Is A Living Trust More Expensive Than A Will?
Initially a living trust is more expensive than a will because it is more work at the beginning. It is, however, less expensive than a will when you consider the entire cost of the estate, such as the potential likelihood of probate and the potential for a guardianship that might be avoided under the living trust. The living trust is more expensive initially and less expensive over time whereas the will is less expensive initially and more expensive over time.
As to maintenance, both a will and a trust need to be maintained in order to achieve the outcome you desire. With each of those, you will need to make changes or at least review them and consider changes whenever anything significant happens in your life. There is really not a great difference to the maintenance cost between a will and a trust.
Does A Person Need A Minimum Amount Of Assets In Order To Create An Estate Plan Or A Trust?
Absolutely not, there is no minimum for assets to create an estate plan. There is no statute or rule that requires a particular level of assets for a will or a trust. For all practical purposes, everyone should at least have a will because quite often there can be a probate even if there are no assets. Let me give you an example. If you pass away as a result of an automobile accident, it is possible that your family will want to bring a lawsuit for your wrongful death. In Oklahoma, the person that can file that lawsuit would be the executor in your probate. So long as you at least have a will, you will have the opportunity to tell the court who you trust to be your executor and file such a claim.
Therefore, it is important to have a will even if you do not believe there are any assets to pass under the will. On the other hand, a living trust is most important for people who have at least some real estate, or financial accounts and would generally like to save your family the cost and time of probate. Real estate and financial accounts are the two sorts of assets that tend to throw cases into probate. If, however, you put your real estate and your financial accounts into the name of the trust, they would not be subject to probate, but there is not rule or even a reliable guideline on the amount of assets necessary for creating a will or a trust.
Does A Will Address A Customized Plan In Case Of Incapacity?
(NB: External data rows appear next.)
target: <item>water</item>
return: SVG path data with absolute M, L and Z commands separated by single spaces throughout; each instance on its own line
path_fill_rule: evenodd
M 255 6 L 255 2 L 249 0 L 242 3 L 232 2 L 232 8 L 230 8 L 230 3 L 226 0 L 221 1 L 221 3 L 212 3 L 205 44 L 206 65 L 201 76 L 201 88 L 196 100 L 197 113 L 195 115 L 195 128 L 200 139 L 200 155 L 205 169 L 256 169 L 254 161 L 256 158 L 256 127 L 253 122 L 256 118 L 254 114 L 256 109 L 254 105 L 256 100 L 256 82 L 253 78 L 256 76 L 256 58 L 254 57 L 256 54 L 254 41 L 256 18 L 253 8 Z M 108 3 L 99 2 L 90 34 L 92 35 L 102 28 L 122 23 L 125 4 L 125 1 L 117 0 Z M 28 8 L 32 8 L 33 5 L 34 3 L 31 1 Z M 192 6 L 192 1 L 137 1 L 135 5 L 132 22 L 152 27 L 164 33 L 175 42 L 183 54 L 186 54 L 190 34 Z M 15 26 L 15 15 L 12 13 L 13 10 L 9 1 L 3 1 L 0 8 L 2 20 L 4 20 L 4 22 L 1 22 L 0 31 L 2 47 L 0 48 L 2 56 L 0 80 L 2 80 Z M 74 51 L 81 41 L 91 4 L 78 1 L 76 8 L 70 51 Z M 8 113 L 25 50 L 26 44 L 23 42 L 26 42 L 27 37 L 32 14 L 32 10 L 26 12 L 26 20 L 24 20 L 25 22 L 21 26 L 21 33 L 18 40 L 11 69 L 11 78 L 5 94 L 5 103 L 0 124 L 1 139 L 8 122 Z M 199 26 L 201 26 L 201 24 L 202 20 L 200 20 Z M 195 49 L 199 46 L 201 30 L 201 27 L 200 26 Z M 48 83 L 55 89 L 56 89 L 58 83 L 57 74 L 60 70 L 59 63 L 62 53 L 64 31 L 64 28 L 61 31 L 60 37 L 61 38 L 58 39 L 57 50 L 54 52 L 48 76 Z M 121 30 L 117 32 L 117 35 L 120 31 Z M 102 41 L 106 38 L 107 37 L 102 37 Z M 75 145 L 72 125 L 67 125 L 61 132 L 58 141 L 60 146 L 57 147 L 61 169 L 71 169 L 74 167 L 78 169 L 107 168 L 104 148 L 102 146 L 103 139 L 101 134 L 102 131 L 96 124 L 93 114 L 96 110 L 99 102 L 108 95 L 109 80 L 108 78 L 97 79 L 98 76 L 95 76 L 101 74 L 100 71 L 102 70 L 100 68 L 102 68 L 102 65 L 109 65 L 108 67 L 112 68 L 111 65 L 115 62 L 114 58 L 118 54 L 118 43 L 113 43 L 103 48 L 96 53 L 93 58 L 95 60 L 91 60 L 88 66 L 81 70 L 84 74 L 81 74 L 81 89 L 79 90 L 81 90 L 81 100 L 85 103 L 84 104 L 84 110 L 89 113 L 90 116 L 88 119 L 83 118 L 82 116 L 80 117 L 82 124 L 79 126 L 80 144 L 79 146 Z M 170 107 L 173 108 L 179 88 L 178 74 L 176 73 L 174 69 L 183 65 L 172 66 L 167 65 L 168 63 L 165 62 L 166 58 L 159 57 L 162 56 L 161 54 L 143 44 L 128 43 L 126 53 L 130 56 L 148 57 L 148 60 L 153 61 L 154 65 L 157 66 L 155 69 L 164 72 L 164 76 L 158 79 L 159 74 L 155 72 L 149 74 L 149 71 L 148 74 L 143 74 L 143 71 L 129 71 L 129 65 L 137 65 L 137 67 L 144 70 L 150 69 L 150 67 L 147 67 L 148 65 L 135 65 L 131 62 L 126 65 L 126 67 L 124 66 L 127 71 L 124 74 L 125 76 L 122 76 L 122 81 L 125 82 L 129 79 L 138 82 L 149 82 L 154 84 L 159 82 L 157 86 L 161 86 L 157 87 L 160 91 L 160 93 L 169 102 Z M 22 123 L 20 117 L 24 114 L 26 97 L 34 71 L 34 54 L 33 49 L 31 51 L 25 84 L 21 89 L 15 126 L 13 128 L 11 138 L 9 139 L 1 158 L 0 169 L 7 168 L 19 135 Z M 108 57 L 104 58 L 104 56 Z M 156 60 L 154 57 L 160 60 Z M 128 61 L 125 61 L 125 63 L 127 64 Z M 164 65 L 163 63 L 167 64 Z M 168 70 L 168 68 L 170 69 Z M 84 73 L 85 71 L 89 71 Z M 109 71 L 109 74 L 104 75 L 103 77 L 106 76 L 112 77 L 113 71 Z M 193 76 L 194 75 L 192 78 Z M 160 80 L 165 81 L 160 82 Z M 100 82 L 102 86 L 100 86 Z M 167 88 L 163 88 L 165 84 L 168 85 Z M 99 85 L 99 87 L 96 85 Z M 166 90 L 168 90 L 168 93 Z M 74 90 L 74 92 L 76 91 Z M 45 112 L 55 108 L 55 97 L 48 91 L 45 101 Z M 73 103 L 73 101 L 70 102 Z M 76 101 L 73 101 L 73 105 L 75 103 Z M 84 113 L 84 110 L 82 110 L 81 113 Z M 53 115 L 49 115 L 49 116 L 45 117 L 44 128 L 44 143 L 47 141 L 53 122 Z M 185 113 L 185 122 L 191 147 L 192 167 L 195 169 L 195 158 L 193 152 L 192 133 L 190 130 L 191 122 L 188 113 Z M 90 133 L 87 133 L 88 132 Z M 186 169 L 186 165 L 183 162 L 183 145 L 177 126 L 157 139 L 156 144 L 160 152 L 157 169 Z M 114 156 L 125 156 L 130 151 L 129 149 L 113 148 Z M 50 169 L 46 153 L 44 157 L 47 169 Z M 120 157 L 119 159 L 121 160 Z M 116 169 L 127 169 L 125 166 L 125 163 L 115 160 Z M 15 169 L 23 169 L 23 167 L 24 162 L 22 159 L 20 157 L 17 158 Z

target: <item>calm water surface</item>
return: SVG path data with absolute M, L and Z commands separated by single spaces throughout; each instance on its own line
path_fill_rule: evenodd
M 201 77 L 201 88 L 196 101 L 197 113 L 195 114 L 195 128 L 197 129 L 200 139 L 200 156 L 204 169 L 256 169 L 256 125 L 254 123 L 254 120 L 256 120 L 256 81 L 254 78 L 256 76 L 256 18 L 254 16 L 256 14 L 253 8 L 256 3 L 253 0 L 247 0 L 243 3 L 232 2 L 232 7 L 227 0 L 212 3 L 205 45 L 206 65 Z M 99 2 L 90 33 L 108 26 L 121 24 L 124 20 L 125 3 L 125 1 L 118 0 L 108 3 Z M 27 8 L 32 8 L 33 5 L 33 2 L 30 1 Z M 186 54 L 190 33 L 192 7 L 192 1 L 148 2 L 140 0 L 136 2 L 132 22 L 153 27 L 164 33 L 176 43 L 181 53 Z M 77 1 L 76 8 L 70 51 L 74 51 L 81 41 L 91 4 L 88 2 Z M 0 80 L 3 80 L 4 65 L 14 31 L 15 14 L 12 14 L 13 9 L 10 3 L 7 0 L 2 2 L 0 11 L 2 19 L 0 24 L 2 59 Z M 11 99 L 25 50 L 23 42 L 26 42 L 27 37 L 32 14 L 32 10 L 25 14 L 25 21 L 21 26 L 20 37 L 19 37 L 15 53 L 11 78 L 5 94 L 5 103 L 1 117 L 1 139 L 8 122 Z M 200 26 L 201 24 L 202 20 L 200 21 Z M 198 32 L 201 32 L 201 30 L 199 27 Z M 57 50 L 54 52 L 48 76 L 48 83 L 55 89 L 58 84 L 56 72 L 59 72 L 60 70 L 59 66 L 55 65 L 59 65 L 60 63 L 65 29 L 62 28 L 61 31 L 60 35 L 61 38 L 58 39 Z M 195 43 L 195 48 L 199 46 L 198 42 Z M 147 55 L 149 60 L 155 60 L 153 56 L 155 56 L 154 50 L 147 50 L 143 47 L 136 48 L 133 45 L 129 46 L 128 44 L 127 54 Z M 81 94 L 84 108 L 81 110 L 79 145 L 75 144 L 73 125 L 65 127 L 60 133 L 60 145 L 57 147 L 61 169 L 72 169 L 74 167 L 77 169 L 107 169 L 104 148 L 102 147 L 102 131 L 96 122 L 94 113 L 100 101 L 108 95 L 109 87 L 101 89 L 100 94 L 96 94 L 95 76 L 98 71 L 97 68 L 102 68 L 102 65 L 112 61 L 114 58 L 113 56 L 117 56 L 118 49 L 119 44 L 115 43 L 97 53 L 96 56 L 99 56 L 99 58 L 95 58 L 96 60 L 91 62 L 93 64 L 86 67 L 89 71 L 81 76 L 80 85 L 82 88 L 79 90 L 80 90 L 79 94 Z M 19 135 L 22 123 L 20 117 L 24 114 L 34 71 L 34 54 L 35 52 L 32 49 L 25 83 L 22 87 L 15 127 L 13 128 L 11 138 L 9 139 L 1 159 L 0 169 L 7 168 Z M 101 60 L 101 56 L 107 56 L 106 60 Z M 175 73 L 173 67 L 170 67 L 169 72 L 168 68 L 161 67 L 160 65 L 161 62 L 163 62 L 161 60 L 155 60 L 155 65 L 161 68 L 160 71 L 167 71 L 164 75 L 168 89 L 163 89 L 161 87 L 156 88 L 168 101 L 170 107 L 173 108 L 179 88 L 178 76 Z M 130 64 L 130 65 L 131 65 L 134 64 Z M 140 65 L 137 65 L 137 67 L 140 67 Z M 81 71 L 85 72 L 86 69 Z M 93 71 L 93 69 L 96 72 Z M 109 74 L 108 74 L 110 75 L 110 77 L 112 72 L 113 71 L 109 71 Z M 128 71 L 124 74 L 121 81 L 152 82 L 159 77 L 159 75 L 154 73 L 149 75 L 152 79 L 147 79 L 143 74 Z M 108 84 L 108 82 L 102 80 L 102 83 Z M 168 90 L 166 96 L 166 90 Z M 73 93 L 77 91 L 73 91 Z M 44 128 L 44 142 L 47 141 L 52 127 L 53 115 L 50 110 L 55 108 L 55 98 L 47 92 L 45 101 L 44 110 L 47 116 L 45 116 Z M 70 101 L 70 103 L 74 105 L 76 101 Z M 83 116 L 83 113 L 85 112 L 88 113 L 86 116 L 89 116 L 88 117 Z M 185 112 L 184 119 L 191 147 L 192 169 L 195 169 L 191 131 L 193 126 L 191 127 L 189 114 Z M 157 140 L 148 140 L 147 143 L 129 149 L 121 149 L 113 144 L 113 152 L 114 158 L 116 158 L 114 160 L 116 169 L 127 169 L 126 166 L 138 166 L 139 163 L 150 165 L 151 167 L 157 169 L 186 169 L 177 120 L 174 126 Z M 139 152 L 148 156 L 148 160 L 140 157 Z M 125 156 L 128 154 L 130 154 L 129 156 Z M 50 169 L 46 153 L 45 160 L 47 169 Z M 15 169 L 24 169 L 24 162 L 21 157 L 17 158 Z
Unfortunately, that is not possible in Oklahoma. A will does not have any affect so long as you are alive. If, however, you come to our office and draft an estate plan and not just a will, we have estate planning packages that include plans for incapacity, plans for who might become a guardian or your power of attorney, or plans for your care should you become ill and near death. But the will itself does not provide guidance or help with planning while you are still alive.
Who Is A Will Best Suited For And Who Is A Trust Best Suited For?
A will works best for families that have such tension and stress that no one will fully trust one another to be in-charge of the estate without any real supervision. If your family does not have someone whom you fully and utterly trust, and who is likely to still be alive and capable of being in-charge of your estate, the will is probably going to work best for you because there will be court supervision, court reviews, and opportunities for the other family members to see exactly what is going on with your estate.
A trust works better for families where there is a high degree of confidence among the family members, or where there is at least one family member or one friend who is utterly trustworthy, completely reliable and willing to serve your estate and take care of your final affairs. In summary, a trust works better where there is at least one trustworthy person and a will works better where there is a need for supervision.
What Should Someone Consider When Deciding On Whether To Create A Will Or A Trust?
One of the first things to consider is whether it is important to you to save money over the long term by creating, a trust; or whether you need to save money now and are willing to spend more money over the long term by considering, a will. The second issue is whether you believe there needs to be court supervision of your estate. If you do believe there needs to be court supervision then a will is the best option for you. If you do not believe there should be court supervision, then you should be thinking more about a trust.